In our study, we quantified total HIV‐1 DNA in PBMCs and DTG concentrations in different compartments. Total HIV‐1 DNA levels in PBMCs were low at baseline with no significant change during follow‐up. Our measurement amplified integrated and unintegrated, and replication competent as well as defective viral DNA. First, it has been shown that total HIV‐1 DNA measurement in patients on successful cART for > 6 months mainly reflects integrated HIV‐1 DNA, as unintegrated HIV‐1 DNA largely vanishes within the first few months on cART 12, and that defective forms facilitate the persistence of HIV reservoirs in the body 13. Secondly, total HIV‐1 DNA is considered as a sensitive and clinically relevant biomarker for the HIV‐1 reservoir and low levels of total HIV‐1 DNA indicate low risks of disease progression, viral rebound and development of drug resistance 13. Furthermore, HIV RNA remained under the limit of detection in all samples of seminal fluid. Similar genital shedding and residual viraemia were also observed among patients on simplified maintenance regimens, including DTG monotherapy, compared with those on cART 14. These data suggest that DTG monotherapy is sufficient to contain the peripheral HIV reservoir on a short‐term basis.

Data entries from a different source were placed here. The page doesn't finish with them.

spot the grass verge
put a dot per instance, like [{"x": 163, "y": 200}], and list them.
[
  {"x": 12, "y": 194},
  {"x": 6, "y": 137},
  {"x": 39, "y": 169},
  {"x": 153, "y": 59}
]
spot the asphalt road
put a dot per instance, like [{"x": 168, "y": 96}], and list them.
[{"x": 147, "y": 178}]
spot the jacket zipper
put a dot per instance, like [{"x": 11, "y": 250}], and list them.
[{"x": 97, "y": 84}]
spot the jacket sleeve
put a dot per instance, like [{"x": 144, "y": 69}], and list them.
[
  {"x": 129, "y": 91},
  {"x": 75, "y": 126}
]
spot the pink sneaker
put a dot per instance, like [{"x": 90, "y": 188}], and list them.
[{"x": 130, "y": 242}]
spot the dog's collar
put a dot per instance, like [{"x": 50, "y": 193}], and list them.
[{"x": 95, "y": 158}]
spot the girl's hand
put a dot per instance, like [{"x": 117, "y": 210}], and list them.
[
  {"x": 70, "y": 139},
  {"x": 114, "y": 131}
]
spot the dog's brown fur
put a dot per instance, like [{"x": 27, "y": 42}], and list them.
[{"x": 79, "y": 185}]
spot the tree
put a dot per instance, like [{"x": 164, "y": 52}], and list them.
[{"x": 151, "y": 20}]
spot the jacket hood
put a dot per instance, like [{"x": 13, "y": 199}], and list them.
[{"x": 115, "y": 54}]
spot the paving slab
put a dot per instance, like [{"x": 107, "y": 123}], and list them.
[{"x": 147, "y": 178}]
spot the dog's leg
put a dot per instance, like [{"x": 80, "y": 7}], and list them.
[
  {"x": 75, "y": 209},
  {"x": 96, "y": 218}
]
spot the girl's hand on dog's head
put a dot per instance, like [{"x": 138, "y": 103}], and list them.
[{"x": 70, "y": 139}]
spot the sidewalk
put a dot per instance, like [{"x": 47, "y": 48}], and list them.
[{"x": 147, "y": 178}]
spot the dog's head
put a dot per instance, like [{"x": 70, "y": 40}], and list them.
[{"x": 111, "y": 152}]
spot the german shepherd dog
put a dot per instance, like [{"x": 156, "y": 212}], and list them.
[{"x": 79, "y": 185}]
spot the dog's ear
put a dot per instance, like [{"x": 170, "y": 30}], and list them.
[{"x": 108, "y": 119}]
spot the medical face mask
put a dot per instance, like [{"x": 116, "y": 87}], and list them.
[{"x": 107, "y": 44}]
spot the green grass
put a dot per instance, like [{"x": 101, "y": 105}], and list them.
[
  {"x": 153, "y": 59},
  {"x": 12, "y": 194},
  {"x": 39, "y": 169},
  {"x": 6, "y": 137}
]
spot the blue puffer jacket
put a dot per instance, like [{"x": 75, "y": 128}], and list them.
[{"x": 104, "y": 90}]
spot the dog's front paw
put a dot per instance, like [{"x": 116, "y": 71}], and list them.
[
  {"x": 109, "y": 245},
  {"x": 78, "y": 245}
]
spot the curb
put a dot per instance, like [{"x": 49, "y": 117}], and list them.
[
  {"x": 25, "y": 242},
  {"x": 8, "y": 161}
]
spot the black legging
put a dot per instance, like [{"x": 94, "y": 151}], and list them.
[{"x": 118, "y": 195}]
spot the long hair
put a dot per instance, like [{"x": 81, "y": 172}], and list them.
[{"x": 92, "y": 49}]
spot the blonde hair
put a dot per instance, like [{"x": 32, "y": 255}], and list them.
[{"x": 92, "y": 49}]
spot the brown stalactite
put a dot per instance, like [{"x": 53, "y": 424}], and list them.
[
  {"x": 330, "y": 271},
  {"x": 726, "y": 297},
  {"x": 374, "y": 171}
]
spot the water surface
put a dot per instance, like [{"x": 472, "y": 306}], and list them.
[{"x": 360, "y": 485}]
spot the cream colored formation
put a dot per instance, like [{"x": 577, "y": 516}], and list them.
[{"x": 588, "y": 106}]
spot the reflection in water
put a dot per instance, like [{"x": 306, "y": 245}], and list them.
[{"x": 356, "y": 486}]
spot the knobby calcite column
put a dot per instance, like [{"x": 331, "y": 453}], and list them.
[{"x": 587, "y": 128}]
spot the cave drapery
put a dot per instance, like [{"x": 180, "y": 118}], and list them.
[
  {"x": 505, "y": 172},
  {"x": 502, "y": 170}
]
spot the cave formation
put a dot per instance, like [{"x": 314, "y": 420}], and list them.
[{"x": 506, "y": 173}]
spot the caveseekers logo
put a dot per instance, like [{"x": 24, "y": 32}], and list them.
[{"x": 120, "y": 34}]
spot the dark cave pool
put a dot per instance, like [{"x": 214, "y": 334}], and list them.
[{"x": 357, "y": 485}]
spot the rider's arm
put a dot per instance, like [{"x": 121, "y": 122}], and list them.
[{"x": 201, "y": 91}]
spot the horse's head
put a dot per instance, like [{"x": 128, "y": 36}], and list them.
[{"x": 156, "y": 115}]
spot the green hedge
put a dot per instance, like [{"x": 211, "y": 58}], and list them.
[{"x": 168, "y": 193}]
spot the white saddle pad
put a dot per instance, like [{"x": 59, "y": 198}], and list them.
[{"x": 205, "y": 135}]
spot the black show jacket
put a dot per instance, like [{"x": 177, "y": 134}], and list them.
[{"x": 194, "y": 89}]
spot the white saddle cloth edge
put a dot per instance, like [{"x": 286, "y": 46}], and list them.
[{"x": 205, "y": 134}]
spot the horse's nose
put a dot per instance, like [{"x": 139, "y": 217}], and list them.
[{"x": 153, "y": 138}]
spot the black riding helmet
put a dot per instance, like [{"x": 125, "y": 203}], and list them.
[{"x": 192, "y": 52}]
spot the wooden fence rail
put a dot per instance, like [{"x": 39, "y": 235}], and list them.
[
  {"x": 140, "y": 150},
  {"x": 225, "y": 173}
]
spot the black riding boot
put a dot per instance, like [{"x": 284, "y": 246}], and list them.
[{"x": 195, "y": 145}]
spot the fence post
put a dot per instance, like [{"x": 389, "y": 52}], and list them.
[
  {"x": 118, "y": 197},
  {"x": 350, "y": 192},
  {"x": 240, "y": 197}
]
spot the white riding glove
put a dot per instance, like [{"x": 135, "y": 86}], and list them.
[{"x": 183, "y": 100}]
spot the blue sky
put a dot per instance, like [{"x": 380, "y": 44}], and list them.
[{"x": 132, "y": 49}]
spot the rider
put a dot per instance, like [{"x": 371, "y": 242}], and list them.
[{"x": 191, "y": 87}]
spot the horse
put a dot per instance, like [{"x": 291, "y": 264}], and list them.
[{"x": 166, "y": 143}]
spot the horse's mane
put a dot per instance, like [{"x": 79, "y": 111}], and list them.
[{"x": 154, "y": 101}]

Plasma DTG concentrations exceeded the protein‐adjusted IC90 of 64 ng/mL for all patients in our study 15, 16. In the CSF, the median DTG concentration at week 24 was 9.7 ng/mlL (range 5.4–12.6 ng/mL). All values exceeded the in vitro 50% inhibitory concentration for wild‐type HIV (0.2 ng/mL) as described by Letendre et al. 17, thus suggesting a therapeutic concentration in this compartment.

We also demonstrated that DTG was safe and led to no change in the CD4 cell count, kidney or liver functions, lipid profile, bone mineral density or markers of inflammation and hypercoagulability. DTG is known to be lipid‐neutral compared with efavirenz or boosted darunavir 3, 4. We observed no reduction in the level of cardiovascular biomarkers or benefits for bone mineral density as described with raltegravir after switching from a protease inhibitor 18, 19, but none of our participants had received this class of drug prior to study enrolment. We found a significant increase in weight, with a mean gain of 4.1 kg in 24 weeks, and body mass index among our participants on DTG monotherapy. Similarly, a retrospective study showed that patients who switched from an efavirenz‐ to an integrase‐based regimen gained an average of 2.9 kg at 18 months compared with 0.9 kg for those who continued on efavirenz (P = 0.003); those who switched to DTG gained the most weight (+ 5.3 kg) 20. The potential correlation with lipodystrophy needs to be evaluated in the long term.

Our study has several limitations. The sample size was small, the study duration was short and it was a single‐arm study. In addition, we could not compare DTG maintenance monotherapy with cART. Participants were rigorously selected with no prior documented ART failure, which renders it difficult to generalize our results.

Conclusions

In our study, HIV reservoirs in PBMCs, CSF and sperm remained stable over a period of 24 weeks in selected patients switched to DTG maintenance monotherapy. As virological failures mostly occur after 24 weeks of follow‐up, DTG maintenance monotherapy is not a switch strategy option in the long‐term. However, DTG remains a good candidate for simplified dual therapy in virologically suppressed patients.